# Dobrý mejdan!



## elusive

Товарищи, подскажите что это за слово такое - mejdan? В словарях не вижу, ни в одном...


----------



## bibax

mejdan (divoký/bujný večírek) = _сленг._ дикая/бу́йная вечеринка;


----------



## elusive

bibax said:


> mejdan (divoký/bujný večírek) = _сленг._ дикая/бу́йная вечеринка;



Отлично! спасибо большое!
А кстати есть он-лайн словари со сленгом? Или вы это слово из жизни знаете?


----------



## bibax

Я знаю это слово уже с детства, из фильма "В джазе только девушки" ("Někdo to rád horké").

 - IS THIS A PRIVATE *CLAMBAKE*?
 - YES, IT'S PRIVATE. GO AWAY.
 ...
 - HEY, HONEY, WHAT'S UP?
 - PARTY IN UPPER 7!
- HEY, THERE'S A *PARTY* IN UPPER 7. = *Na sedmičce je mejdan.* 

_Clambake_ (an informal party or gathering, especially a noisy and lively one) также значит _mejdan_. И как в России?


----------



## Enquiring Mind

elusive said:


> (...) А кстати есть он-лайн словари со сленгом? (...)


Загляните сюда - нормальный чешско-русский словарь (source: classes.ru)
_mejdan: вечеринка, пирушка, гулянка_

Ещё приходит на ум слово "тусовка" _разг.  1) Встреча развлекательного характера.  2) Неофициальная встреча. _(source: poiskslov.com)


----------



## elusive

Enquiring Mind said:


> Загляните сюда - нормальный чешско-русский словарь



Супер словарь!

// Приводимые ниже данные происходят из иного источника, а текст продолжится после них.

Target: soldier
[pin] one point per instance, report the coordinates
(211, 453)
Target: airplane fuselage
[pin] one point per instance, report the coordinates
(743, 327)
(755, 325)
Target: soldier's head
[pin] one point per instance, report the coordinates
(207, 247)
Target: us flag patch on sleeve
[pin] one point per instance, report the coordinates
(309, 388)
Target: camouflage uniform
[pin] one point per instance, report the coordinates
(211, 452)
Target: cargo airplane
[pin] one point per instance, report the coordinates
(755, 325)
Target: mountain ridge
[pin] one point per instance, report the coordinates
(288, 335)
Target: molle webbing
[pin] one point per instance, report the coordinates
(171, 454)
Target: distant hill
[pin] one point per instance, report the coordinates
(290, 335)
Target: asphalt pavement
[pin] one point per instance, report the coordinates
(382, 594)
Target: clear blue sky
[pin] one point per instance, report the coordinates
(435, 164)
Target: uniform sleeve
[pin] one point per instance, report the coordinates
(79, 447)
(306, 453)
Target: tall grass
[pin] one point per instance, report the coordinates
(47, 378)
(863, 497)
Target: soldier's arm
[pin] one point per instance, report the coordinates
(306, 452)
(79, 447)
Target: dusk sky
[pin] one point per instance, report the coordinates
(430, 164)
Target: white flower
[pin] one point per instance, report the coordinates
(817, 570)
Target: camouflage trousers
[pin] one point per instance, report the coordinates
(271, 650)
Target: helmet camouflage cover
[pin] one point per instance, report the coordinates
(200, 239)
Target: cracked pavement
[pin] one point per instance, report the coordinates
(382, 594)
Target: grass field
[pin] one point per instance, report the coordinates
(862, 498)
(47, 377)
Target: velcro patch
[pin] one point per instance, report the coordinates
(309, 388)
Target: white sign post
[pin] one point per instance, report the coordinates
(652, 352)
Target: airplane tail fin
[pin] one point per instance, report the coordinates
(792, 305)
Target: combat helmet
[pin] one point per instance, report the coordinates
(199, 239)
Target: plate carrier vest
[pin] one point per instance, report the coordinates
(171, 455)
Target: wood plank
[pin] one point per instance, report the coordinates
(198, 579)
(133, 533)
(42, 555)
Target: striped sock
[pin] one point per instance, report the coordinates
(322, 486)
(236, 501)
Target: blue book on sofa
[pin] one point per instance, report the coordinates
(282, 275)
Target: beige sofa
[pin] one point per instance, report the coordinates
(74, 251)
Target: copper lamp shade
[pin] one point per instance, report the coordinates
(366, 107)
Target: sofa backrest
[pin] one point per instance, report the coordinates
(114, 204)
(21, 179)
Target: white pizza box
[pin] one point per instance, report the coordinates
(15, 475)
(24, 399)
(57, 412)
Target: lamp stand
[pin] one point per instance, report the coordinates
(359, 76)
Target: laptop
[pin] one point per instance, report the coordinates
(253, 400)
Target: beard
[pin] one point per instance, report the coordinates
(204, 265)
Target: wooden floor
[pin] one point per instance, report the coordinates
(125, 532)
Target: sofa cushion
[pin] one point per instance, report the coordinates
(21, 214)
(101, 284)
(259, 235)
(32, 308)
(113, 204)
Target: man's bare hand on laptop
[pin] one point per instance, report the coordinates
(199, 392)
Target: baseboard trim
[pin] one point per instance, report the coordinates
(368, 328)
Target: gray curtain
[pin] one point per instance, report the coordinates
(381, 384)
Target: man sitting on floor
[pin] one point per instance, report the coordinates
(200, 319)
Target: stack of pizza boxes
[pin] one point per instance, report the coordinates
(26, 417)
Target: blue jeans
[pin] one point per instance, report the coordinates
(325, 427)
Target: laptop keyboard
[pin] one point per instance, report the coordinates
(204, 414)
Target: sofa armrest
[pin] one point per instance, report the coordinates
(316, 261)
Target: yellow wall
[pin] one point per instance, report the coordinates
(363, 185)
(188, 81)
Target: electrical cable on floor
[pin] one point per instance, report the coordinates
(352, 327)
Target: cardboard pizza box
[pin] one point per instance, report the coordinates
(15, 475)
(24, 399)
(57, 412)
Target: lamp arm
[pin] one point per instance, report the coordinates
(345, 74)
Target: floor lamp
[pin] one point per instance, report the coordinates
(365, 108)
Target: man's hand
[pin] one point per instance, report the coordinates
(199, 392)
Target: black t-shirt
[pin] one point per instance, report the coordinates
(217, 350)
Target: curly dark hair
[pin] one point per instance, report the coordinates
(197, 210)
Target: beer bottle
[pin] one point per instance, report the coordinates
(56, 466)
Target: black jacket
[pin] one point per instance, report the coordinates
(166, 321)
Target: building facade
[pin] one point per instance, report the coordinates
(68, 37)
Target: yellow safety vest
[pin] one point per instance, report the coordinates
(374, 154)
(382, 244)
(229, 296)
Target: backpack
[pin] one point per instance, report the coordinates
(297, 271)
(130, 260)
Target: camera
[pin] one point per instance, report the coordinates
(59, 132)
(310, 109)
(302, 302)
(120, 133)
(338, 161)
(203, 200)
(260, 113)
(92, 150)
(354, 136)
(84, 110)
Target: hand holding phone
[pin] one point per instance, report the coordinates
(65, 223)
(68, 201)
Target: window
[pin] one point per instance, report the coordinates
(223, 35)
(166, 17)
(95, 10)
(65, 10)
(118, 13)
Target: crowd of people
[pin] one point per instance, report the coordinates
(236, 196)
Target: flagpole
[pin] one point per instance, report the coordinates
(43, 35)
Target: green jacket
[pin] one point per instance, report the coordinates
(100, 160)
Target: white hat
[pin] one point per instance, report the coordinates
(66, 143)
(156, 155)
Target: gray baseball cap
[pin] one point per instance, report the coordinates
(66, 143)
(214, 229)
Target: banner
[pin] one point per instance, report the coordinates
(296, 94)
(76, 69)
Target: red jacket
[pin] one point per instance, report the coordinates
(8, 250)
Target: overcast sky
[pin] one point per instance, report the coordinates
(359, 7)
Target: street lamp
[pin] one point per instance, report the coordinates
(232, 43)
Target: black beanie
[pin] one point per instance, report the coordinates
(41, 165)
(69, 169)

Наконец-то нашла перевод слова "furt", которое в речи слышала постоянно. Жаль только что там перевод однозначный, одной фразой, без вариаций. Но и еще парочку таинственных слов там было. Спасибо вам!



bibax said:


> Я знаю это слово уже с детства, из фильма "В джазе только девушки"



bibax, а можете посоветовать где поискать фильмы на чешском с субтитрами? (чешскими желательно)
Я из чешских "торрентов" знаю только uloz.to, но там не все есть. Например, не нашла там фильм "Nicostratos" ("Пеликан").


----------